Penggugat menilai muatan yang terkandung dalam kriteria tersebut hanya didasarkan pada indeks kemahalan kontruksi, rata-rata pengeluaran kontrak rumah, dan letak geografis. Permen itu dinilai belum mempertimbangkan realitas sosial ekonomi di setiap daerah.
"Sehingga kondisi ini menimbulkan deskripsi terhadap warga negara yang seharusnya berhak memeroleh fasilitas bantuan perumahan dari pemerintah," kata Teguh.
Anggota tim kuasa hukum penggugat, Andi Muhammad Reza, mengatakan permohonan uji materi dilayangkan secara online dan telah diterima Mahkamah Agung. Tahapan berikutnya ialah pemeriksaan data oleh panitera, penunjukan majelis hakim, hingga pengujian atas gugatan terhadap Permen PKP Nomor 5 Tahun 2025.
Tentang Permen PKP Nomor 5 Tahun 2025
Peraturan Menteri (Permen) PKP Nomor 5 Tahun 2025 mengatur tentang Besaran Penghasilan dan Kriteria Masyarakat Berpenghasilan Rendah. Aturan ini diteken oleh Menteri Perumahan dan Kawasan Permukiman (PKP) Maruarar Sirait pada 17 April 2025.
Peraturan Menteri PKP ini disusun untuk meningkatkan akses dan keterjangkauan masyarakat berpenghasilan rendah (MBR) terhadap kemudahan pembangunan dan perolehan rumah dengan melakukan penyesuaian besaran penghasilan maksimal MBR.
Ruang lingkup peraturan ini terdiri atas Besaran Penghasilan MBR, Kriteria MBR, dan Persyaratan Kemudahan Pembangunan dan Perolehan Rumah bagi MBR. Besaran penghasilan per bulan paling banyak ini dibagi berdasarkan zonasi wilayah.
Zona 1 meliputi Jawa (kecuali Jakarta, Bogor, Depok, Tangerang, Bekasi), Sumatra, Nusa Tenggara Timur, dan Nusa Tenggara Barat. Batas maksimal penghasilan yang berhak mengambil rumah subsidi yaitu Rp8,5 juta buat yang lajang, dan Rp10 juta untuk yang sudah berkeluarga.
Zona 2 mencakup Kalimantan, Sulawesi, Kepulauan Bangka Belitung, Kepulauan Riau, Maluku, Maluku Utara, Bali. Pada zona ini, batas maksimal penghasilan yang berhak mengambil rumah subsidi yaitu Rp9 juta buat yang lajang, dan Rp11 juta untuk yang sudah berkeluarga.
Zona 3 meliputi Papua, Papua Barat, Papua Tengah, Papua Selatan, Papua Pegunungan, dan Papua Barat Daya.
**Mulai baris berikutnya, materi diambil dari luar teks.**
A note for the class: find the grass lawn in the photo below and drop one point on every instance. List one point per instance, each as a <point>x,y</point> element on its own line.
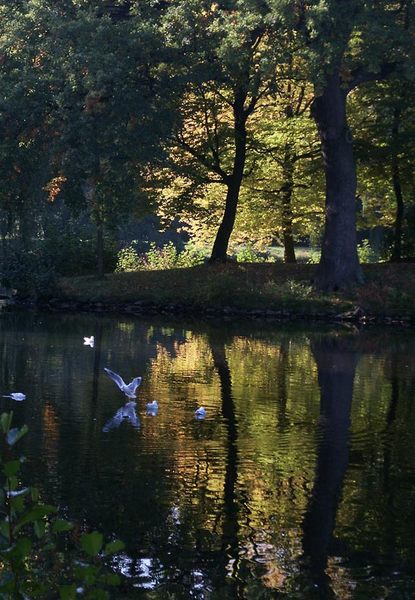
<point>389,288</point>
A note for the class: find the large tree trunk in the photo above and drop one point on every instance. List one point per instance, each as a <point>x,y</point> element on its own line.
<point>220,246</point>
<point>100,249</point>
<point>396,180</point>
<point>339,265</point>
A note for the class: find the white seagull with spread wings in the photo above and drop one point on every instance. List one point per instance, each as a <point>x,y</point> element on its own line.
<point>128,389</point>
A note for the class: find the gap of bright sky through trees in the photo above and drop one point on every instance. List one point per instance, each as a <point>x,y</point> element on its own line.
<point>268,122</point>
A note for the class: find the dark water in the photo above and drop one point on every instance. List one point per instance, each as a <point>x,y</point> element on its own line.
<point>299,483</point>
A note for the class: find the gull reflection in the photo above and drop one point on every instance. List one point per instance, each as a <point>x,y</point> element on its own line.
<point>152,408</point>
<point>125,413</point>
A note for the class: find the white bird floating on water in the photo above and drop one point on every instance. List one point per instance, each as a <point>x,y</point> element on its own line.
<point>152,408</point>
<point>200,413</point>
<point>18,396</point>
<point>127,389</point>
<point>125,413</point>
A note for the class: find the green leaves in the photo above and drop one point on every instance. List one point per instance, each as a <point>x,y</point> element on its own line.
<point>91,543</point>
<point>31,566</point>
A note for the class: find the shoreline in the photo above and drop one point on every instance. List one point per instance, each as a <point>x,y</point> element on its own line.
<point>265,291</point>
<point>356,316</point>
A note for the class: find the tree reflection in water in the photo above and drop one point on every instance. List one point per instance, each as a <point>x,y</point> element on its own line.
<point>336,358</point>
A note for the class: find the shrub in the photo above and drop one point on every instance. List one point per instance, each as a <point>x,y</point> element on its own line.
<point>127,260</point>
<point>191,256</point>
<point>249,254</point>
<point>30,272</point>
<point>31,536</point>
<point>366,253</point>
<point>166,257</point>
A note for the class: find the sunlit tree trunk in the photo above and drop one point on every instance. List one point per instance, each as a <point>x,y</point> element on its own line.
<point>221,243</point>
<point>397,188</point>
<point>287,213</point>
<point>339,265</point>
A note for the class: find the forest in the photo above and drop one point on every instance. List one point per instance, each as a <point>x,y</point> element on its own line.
<point>203,129</point>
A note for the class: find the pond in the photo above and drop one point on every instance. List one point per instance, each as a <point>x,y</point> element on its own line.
<point>298,483</point>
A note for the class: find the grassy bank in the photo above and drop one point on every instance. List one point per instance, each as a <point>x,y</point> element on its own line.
<point>389,289</point>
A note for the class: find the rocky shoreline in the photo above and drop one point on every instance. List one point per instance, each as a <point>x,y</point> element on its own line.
<point>143,308</point>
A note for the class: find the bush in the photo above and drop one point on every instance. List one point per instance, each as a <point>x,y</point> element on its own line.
<point>73,255</point>
<point>249,254</point>
<point>33,564</point>
<point>366,253</point>
<point>127,260</point>
<point>155,259</point>
<point>30,272</point>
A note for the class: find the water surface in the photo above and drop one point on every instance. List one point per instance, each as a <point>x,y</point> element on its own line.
<point>299,483</point>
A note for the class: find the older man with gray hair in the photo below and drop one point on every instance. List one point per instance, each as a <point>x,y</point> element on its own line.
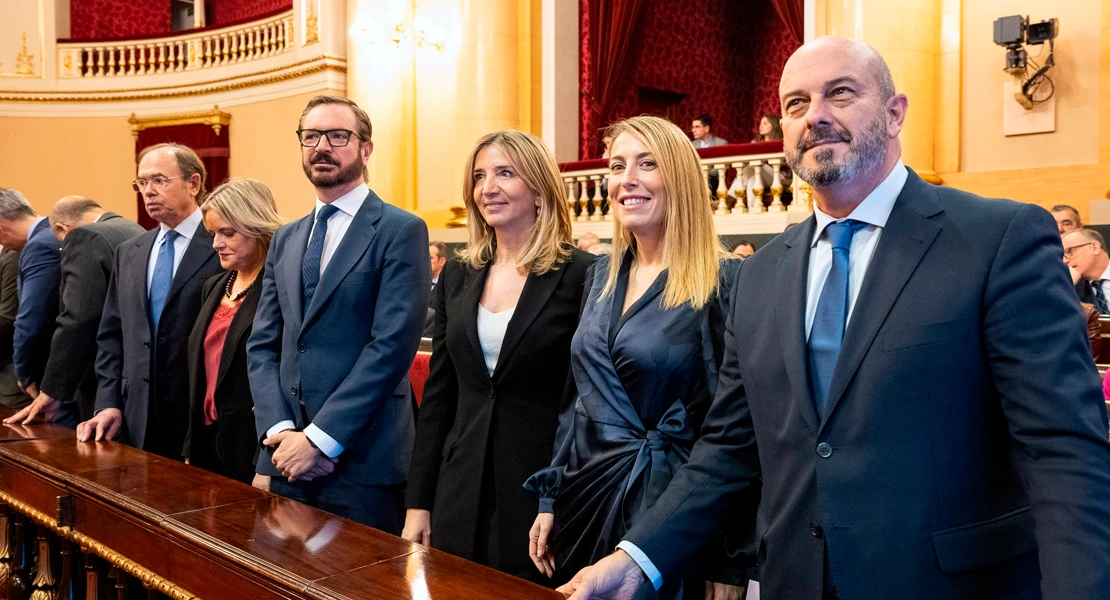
<point>37,285</point>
Pada zona ini, batas maksimal penghasilan yang berhak mengambil rumah subsidi yaitu Rp10,5 juta buat yang lajang, dan Rp12 juta untuk yang sudah berkeluarga.
Zona 4 mencakup Jakarta, Bogor, Depok, Tangerang, Bekasi. Batas maksimal penghasilan yang berhak mengambil rumah subsidi pada zona ini yaitu Rp12 juta buat yang lajang, dan Rp14 juta untuk yang sudah berkeluarga.
Selain Peraturan Menteri PKP tersebut, telah ditetapkan Keputusan Menteri PKP Nomor 28 Tahun 2025 tentang Pencabutan Keputusan Menteri Pekerjaan Umum dan Perumahan Rakyat Nomor 22/KPTS/M/2023 tentang Besaran Penghasilan Masyarakat Berpenghasilan Rendah dan Batasan Luas Lantai Rumah Umum dan Rumah Swadaya.
Dengan adanya peraturan dan kebijakan baru ini MBR di Indonesia diharapkan lebih mudah dalam memeroleh rumah.